Premier Włoch Matteo Renzi zapowiedział we wtorek wyłożenie dodatkowego 1 miliarda euro na bezpieczeństwo i 1 mld euro na kulturę. Jak mówił w Rzymie, odpowiedzią na terroryzm musi być wzmocnienie środków bezpieczeństwa, ale także inwestycje w kulturę.
- Oni wyobrażają sobie terror, my odpowiadamy kulturą - oświadczył szef włoskiego rządu w przemówieniu na Kapitolu, w którym poinformował o przesunięciu 2 miliardów euro z budżetu na bezpieczeństwo i kulturę. Decyzję podjęto po zamachach w Paryżu - wyjaśnił. Nawiązując do nich, Renzi stwierdził: "Ten, kto uważa, że łzy są niepotrzebne, jest robotem, a nie człowiekiem.

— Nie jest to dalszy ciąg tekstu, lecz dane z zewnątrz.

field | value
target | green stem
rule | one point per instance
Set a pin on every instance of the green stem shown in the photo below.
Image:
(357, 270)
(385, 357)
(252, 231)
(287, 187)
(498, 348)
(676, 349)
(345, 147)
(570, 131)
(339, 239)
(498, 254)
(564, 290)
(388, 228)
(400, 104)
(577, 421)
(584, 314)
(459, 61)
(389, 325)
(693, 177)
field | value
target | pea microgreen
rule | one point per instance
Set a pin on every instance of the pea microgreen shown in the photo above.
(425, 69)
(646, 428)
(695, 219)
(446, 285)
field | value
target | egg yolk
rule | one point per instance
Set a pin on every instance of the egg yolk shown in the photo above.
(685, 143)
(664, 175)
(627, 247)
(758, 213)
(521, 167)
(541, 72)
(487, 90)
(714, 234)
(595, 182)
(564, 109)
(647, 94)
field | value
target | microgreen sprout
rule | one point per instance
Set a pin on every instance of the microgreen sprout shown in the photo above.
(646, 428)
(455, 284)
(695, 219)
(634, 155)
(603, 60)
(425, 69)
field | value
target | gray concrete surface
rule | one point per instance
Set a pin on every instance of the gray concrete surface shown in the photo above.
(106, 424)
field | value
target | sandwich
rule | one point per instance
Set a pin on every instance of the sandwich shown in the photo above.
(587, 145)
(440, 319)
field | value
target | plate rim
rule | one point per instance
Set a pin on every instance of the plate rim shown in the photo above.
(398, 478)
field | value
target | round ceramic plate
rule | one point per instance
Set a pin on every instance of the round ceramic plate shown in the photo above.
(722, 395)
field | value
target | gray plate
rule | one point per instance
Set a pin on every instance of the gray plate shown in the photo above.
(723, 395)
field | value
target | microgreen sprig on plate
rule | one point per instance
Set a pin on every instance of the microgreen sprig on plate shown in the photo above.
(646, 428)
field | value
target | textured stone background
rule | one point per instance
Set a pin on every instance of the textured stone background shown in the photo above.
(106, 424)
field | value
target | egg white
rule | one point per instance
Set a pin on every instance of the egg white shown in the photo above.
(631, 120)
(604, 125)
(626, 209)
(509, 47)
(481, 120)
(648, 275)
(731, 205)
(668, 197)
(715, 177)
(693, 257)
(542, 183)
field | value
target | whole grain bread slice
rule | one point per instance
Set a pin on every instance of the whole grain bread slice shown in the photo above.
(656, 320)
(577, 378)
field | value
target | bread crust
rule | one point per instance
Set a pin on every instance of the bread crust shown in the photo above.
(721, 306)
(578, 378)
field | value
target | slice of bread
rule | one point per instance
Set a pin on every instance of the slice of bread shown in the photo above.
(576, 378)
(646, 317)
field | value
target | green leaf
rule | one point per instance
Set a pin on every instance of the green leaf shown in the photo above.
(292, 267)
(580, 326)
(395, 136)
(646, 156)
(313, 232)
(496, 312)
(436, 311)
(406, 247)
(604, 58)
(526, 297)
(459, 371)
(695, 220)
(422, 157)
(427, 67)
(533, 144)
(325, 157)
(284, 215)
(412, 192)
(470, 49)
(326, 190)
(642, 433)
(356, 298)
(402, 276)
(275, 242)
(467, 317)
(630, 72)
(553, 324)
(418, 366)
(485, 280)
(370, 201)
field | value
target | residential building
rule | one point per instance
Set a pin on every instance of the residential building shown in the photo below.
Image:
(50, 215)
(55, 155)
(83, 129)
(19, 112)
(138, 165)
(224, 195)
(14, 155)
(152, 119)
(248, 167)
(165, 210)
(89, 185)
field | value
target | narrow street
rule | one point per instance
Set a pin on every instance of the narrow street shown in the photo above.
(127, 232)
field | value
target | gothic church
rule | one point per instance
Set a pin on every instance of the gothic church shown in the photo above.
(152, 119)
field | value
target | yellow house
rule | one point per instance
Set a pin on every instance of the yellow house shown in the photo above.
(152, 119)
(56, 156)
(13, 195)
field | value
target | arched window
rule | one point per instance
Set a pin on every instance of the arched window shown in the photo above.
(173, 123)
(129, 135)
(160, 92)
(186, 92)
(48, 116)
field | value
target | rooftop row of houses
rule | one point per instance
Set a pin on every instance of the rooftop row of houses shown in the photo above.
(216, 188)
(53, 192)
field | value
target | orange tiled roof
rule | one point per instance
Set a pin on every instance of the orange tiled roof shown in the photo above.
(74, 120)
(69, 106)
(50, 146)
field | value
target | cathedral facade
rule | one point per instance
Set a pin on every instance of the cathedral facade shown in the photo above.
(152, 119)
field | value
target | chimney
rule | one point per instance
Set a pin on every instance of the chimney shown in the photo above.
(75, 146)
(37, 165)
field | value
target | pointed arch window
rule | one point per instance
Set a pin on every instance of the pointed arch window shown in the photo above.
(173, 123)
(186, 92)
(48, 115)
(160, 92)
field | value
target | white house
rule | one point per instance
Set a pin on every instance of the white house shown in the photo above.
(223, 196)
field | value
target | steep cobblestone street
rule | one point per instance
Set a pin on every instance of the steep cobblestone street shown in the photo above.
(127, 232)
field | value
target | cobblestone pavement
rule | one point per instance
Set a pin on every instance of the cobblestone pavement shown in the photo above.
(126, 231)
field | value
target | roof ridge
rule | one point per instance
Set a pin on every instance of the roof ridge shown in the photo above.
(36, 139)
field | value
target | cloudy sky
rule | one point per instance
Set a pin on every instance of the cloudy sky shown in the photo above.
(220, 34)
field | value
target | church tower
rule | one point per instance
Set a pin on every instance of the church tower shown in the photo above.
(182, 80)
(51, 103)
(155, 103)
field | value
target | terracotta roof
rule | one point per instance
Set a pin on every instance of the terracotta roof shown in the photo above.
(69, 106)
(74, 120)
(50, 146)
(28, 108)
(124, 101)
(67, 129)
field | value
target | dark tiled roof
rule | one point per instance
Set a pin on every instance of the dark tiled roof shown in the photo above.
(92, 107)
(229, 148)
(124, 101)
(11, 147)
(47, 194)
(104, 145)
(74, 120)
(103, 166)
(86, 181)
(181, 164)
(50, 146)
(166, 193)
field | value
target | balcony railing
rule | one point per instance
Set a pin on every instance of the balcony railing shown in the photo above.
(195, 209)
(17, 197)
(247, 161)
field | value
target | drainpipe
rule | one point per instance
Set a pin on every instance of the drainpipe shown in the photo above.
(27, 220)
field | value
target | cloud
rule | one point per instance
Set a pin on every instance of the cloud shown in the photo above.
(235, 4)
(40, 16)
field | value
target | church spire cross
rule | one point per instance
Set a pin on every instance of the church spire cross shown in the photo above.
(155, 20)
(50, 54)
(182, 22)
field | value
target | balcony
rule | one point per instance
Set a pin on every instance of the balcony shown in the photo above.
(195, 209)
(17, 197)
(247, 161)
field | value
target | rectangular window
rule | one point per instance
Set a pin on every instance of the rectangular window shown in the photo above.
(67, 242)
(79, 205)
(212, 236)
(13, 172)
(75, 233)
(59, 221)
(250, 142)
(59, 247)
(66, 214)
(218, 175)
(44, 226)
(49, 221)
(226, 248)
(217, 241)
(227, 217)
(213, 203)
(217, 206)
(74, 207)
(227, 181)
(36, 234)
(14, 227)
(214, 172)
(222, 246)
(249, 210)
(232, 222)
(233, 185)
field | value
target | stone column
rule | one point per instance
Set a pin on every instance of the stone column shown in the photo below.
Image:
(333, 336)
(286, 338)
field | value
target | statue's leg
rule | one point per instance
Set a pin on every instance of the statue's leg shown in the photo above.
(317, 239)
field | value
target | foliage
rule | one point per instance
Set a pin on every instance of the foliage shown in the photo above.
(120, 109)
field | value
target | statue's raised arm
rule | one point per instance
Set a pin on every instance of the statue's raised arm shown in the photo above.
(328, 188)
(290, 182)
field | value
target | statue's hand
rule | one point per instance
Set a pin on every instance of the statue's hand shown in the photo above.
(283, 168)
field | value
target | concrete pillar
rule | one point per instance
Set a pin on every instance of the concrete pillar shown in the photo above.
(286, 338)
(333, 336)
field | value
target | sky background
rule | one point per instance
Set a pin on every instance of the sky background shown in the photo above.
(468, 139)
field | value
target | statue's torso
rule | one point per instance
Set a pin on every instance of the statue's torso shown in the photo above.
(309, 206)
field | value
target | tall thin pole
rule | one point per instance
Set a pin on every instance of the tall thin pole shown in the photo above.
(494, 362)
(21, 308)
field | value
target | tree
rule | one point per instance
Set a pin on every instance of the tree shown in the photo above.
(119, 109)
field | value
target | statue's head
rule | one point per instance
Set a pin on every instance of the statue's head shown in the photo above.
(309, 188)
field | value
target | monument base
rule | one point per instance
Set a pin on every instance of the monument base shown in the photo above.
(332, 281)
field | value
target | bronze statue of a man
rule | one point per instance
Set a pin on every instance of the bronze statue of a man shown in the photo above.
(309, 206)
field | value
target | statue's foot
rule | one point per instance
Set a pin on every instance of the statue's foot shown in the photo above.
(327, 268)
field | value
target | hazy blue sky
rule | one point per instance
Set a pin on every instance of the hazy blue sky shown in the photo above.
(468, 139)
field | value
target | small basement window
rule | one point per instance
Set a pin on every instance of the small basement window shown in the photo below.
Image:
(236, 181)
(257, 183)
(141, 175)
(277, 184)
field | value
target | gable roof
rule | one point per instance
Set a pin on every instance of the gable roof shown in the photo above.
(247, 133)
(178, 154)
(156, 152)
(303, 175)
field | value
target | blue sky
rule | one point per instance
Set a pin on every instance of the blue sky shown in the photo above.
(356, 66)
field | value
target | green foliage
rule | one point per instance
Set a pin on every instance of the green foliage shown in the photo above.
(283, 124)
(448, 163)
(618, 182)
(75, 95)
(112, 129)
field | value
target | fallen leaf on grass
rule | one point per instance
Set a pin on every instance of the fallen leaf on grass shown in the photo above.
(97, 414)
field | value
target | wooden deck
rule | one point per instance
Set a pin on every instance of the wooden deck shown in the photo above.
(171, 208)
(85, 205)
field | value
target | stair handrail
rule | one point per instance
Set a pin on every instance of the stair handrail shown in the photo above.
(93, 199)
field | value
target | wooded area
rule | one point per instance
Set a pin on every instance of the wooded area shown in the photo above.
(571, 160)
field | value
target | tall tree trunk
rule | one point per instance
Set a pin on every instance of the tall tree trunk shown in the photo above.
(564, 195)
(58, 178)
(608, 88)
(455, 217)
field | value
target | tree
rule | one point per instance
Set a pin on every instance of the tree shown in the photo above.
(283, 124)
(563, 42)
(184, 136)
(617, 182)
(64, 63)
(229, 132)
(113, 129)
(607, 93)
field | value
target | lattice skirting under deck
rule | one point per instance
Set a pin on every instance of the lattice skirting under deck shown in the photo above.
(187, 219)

Mamy obowiązek pozostać ludźmi". Ale - dodał - "kiedy łzy wyschną, czas reagować". - My się nie poddamy w obliczu terroru, oni wcześniej się poddadzą - powiedział Renzi.
Prezent na "osiemnastkę"
W następujący sposób opisał plany jego rządu: "Wraz z każdym euro zainwestowanym w bezpieczeństwo musi iść euro zainwestowane w kulturę. Musimy pamiętać, kim jesteśmy, i musimy inwestować w edukację, kulturę, sport". - Wraz z każdym euro na bezpieczeństwo w sieci musi iść jedno na start up, z każdą inwestycją w policję - większy wysiłek w sprzątanie peryferii, z każdym wozem opancerzonym - boisko do piłki nożnej, z każdą sztuką broni - kosz na śmieci - mówił Renzi. Ponadto premier zapowiedział, że każdy Włoch z chwilą ukończenia 18 lat otrzyma 500 euro, które będzie mógł wydać na kulturę; na teatr, muzeum, koncert. Jak wyjaśnił, będzie to forma powitania w świecie dorosłych".